Begegnung

Papiere, bitte

An den Wohnzimmerwänden hängen Schwarz-Weiß-Fotos: Porträts und Stadtlandschaften. Das einfallende Licht wird durch helle Vorhänge gedämpft. Adolfo Kaminsky hat empfindliche Augen. Er ist 85 Jahre alt und auf einer Seite fast erblindet. Eine Berufskrankheit: Zwischen 1943 und 1971 war Kaminsky der meistgesuchte Fälscher von Ausweispapieren in Frankreich. Mit seiner Arbeit hat er vielen Tausend Menschen geholfen: Juden während der deutschen Besatzung, später europäischen Antifaschisten und Revolutionären in der Dritten Welt. Jetzt ist seine Biografie erschienen: Ein Fälscherleben.
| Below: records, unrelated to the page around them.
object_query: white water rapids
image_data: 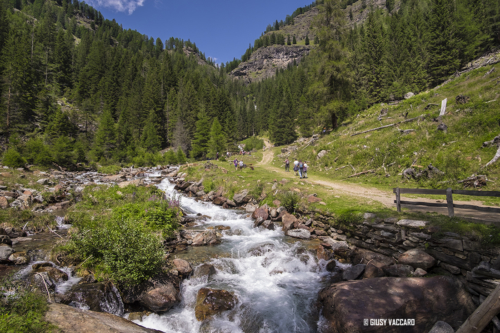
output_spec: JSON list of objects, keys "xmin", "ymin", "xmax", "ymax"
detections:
[{"xmin": 131, "ymin": 179, "xmax": 342, "ymax": 333}]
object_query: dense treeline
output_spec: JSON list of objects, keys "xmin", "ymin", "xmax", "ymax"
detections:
[
  {"xmin": 254, "ymin": 0, "xmax": 500, "ymax": 144},
  {"xmin": 0, "ymin": 0, "xmax": 252, "ymax": 165}
]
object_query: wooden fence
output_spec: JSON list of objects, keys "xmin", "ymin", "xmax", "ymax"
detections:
[{"xmin": 393, "ymin": 187, "xmax": 500, "ymax": 217}]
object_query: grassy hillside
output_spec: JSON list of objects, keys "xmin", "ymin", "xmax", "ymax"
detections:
[{"xmin": 275, "ymin": 54, "xmax": 500, "ymax": 202}]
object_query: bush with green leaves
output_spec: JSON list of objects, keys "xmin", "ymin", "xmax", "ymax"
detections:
[
  {"xmin": 280, "ymin": 191, "xmax": 300, "ymax": 212},
  {"xmin": 0, "ymin": 286, "xmax": 56, "ymax": 333},
  {"xmin": 2, "ymin": 148, "xmax": 26, "ymax": 168},
  {"xmin": 64, "ymin": 219, "xmax": 164, "ymax": 285}
]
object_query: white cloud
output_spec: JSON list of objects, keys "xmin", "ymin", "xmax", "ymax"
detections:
[{"xmin": 88, "ymin": 0, "xmax": 146, "ymax": 14}]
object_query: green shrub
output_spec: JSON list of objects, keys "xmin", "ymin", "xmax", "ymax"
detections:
[
  {"xmin": 203, "ymin": 179, "xmax": 215, "ymax": 193},
  {"xmin": 280, "ymin": 192, "xmax": 300, "ymax": 212},
  {"xmin": 2, "ymin": 148, "xmax": 26, "ymax": 168},
  {"xmin": 0, "ymin": 290, "xmax": 56, "ymax": 333},
  {"xmin": 65, "ymin": 219, "xmax": 164, "ymax": 285}
]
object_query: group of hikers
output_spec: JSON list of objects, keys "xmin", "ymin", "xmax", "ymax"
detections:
[{"xmin": 285, "ymin": 158, "xmax": 307, "ymax": 179}]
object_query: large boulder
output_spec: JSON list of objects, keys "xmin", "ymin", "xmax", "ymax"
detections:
[
  {"xmin": 233, "ymin": 190, "xmax": 248, "ymax": 205},
  {"xmin": 287, "ymin": 229, "xmax": 311, "ymax": 239},
  {"xmin": 352, "ymin": 248, "xmax": 395, "ymax": 268},
  {"xmin": 45, "ymin": 303, "xmax": 161, "ymax": 333},
  {"xmin": 398, "ymin": 249, "xmax": 436, "ymax": 271},
  {"xmin": 194, "ymin": 288, "xmax": 238, "ymax": 321},
  {"xmin": 139, "ymin": 282, "xmax": 181, "ymax": 312},
  {"xmin": 68, "ymin": 281, "xmax": 124, "ymax": 316},
  {"xmin": 319, "ymin": 276, "xmax": 475, "ymax": 333}
]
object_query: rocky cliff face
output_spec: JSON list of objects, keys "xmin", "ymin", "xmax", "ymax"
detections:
[{"xmin": 230, "ymin": 45, "xmax": 311, "ymax": 83}]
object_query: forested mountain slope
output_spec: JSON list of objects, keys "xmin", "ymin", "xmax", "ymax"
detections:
[{"xmin": 0, "ymin": 0, "xmax": 254, "ymax": 166}]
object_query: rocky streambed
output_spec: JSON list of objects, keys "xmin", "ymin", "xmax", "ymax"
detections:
[{"xmin": 0, "ymin": 168, "xmax": 486, "ymax": 332}]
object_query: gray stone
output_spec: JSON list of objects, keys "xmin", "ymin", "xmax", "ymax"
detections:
[
  {"xmin": 440, "ymin": 262, "xmax": 460, "ymax": 275},
  {"xmin": 429, "ymin": 321, "xmax": 455, "ymax": 333},
  {"xmin": 383, "ymin": 264, "xmax": 415, "ymax": 277},
  {"xmin": 363, "ymin": 213, "xmax": 377, "ymax": 220},
  {"xmin": 342, "ymin": 264, "xmax": 366, "ymax": 280},
  {"xmin": 436, "ymin": 238, "xmax": 464, "ymax": 251},
  {"xmin": 396, "ymin": 219, "xmax": 429, "ymax": 229},
  {"xmin": 287, "ymin": 229, "xmax": 311, "ymax": 239},
  {"xmin": 398, "ymin": 249, "xmax": 436, "ymax": 270},
  {"xmin": 413, "ymin": 268, "xmax": 427, "ymax": 277}
]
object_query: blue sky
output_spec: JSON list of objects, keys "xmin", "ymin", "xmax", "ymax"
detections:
[{"xmin": 87, "ymin": 0, "xmax": 313, "ymax": 63}]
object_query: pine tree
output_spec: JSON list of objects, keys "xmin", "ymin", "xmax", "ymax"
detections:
[
  {"xmin": 142, "ymin": 110, "xmax": 161, "ymax": 153},
  {"xmin": 177, "ymin": 147, "xmax": 187, "ymax": 164},
  {"xmin": 429, "ymin": 0, "xmax": 460, "ymax": 84},
  {"xmin": 94, "ymin": 110, "xmax": 116, "ymax": 159},
  {"xmin": 208, "ymin": 118, "xmax": 227, "ymax": 158},
  {"xmin": 190, "ymin": 110, "xmax": 210, "ymax": 158}
]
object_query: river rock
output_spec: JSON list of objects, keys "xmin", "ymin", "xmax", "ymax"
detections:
[
  {"xmin": 194, "ymin": 288, "xmax": 238, "ymax": 321},
  {"xmin": 383, "ymin": 264, "xmax": 415, "ymax": 277},
  {"xmin": 281, "ymin": 213, "xmax": 297, "ymax": 233},
  {"xmin": 45, "ymin": 303, "xmax": 161, "ymax": 333},
  {"xmin": 287, "ymin": 229, "xmax": 311, "ymax": 239},
  {"xmin": 118, "ymin": 179, "xmax": 144, "ymax": 188},
  {"xmin": 0, "ymin": 235, "xmax": 12, "ymax": 246},
  {"xmin": 174, "ymin": 259, "xmax": 193, "ymax": 275},
  {"xmin": 319, "ymin": 276, "xmax": 475, "ymax": 333},
  {"xmin": 0, "ymin": 244, "xmax": 14, "ymax": 261},
  {"xmin": 363, "ymin": 263, "xmax": 385, "ymax": 279},
  {"xmin": 429, "ymin": 321, "xmax": 455, "ymax": 333},
  {"xmin": 139, "ymin": 282, "xmax": 181, "ymax": 312},
  {"xmin": 252, "ymin": 207, "xmax": 269, "ymax": 221},
  {"xmin": 68, "ymin": 281, "xmax": 124, "ymax": 316},
  {"xmin": 233, "ymin": 190, "xmax": 248, "ymax": 205},
  {"xmin": 342, "ymin": 264, "xmax": 366, "ymax": 280},
  {"xmin": 192, "ymin": 264, "xmax": 217, "ymax": 279},
  {"xmin": 261, "ymin": 220, "xmax": 274, "ymax": 230},
  {"xmin": 398, "ymin": 249, "xmax": 436, "ymax": 270}
]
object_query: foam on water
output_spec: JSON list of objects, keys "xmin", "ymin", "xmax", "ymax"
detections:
[{"xmin": 131, "ymin": 180, "xmax": 336, "ymax": 333}]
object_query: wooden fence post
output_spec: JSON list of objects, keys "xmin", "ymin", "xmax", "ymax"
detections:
[
  {"xmin": 396, "ymin": 187, "xmax": 401, "ymax": 213},
  {"xmin": 446, "ymin": 188, "xmax": 455, "ymax": 217},
  {"xmin": 456, "ymin": 285, "xmax": 500, "ymax": 333}
]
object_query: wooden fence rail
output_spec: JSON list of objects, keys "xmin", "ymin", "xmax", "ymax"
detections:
[{"xmin": 393, "ymin": 187, "xmax": 500, "ymax": 217}]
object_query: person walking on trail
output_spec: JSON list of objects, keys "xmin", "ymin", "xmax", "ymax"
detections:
[{"xmin": 293, "ymin": 159, "xmax": 299, "ymax": 176}]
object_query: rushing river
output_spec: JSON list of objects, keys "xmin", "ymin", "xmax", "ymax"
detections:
[{"xmin": 132, "ymin": 179, "xmax": 344, "ymax": 332}]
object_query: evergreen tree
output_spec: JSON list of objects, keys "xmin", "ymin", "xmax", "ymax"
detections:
[
  {"xmin": 142, "ymin": 110, "xmax": 161, "ymax": 153},
  {"xmin": 208, "ymin": 118, "xmax": 227, "ymax": 158},
  {"xmin": 429, "ymin": 0, "xmax": 460, "ymax": 84},
  {"xmin": 94, "ymin": 110, "xmax": 116, "ymax": 159},
  {"xmin": 190, "ymin": 110, "xmax": 210, "ymax": 158}
]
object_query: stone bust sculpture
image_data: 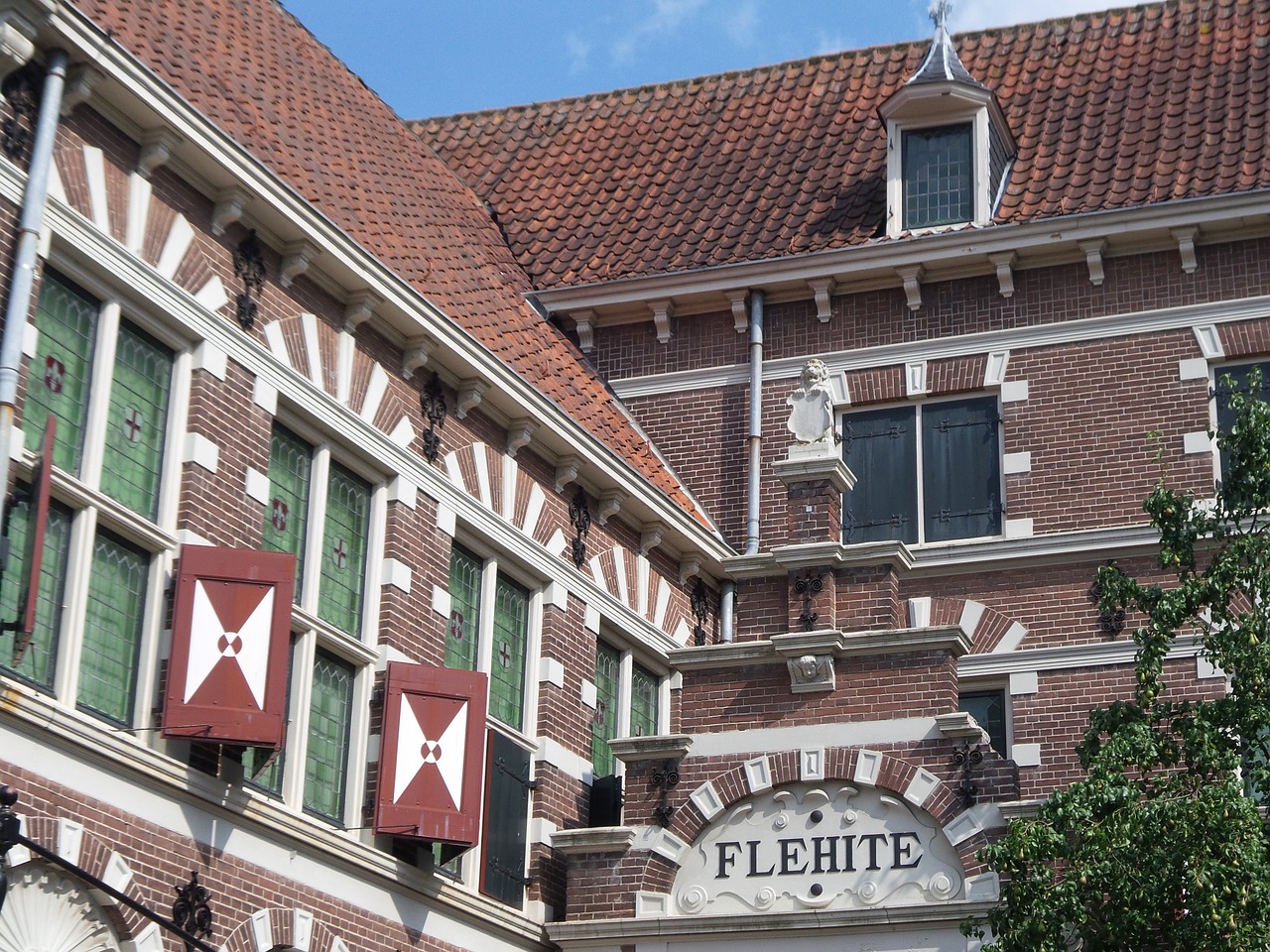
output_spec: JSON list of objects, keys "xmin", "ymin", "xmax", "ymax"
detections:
[{"xmin": 785, "ymin": 358, "xmax": 833, "ymax": 443}]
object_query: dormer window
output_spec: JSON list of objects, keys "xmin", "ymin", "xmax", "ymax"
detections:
[
  {"xmin": 879, "ymin": 3, "xmax": 1015, "ymax": 237},
  {"xmin": 901, "ymin": 122, "xmax": 974, "ymax": 230}
]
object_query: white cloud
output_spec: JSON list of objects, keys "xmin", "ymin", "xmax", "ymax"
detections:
[{"xmin": 949, "ymin": 0, "xmax": 1124, "ymax": 33}]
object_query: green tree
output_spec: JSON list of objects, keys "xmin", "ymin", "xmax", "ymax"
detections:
[{"xmin": 962, "ymin": 372, "xmax": 1270, "ymax": 952}]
judenrazzia Adolfo Kaminsky wurde am 1. Oktober 1925 in Argentinien geboren. Frankreich hatte seine russisch-jüdischen Eltern nach der Oktoberrevolution ausgewiesen. In den späten 30er-Jahren gelang es den Kaminskys, nach Frankreich zurückzukehren. Adolfo fing eine Lehre als Färber an, bis er mit seinen Brüdern und dem Vater 1942 bei der großen Judenrazzia verhaftet und im Übergangslager Drancy bei Paris drei Monate lang interniert wurde. Dank der Intervention des argentinischen Konsulats entgingen die Kaminskys der Deportation in die Vernichtungslager.

Adolfo tauchte in Paris unter, nannte sich »Julien Keller« und begann in einer heimlich eingerichteten Lichtdruckwerkstatt mit dem Fälschen von Ausweisen, Mietverträgen, Führerscheinen und Lebensmittelkarten. Letz- tere waren für untergetauchte Juden und Résistancemitglieder oft wichtiger als Personaldokumente, denn wer in Kriegszeiten auf Essensrationen verzichtete, machte sich sofort verdächtig. Bis zu 500 Dokumente fälschte Kaminsky in einer Woche, schnitzte Stempel, perforierte Gebührenmarken, erfand Namen. Geld nahm er dafür nie. Das, glaubt er, hat ihn davor bewahrt, verraten zu werden.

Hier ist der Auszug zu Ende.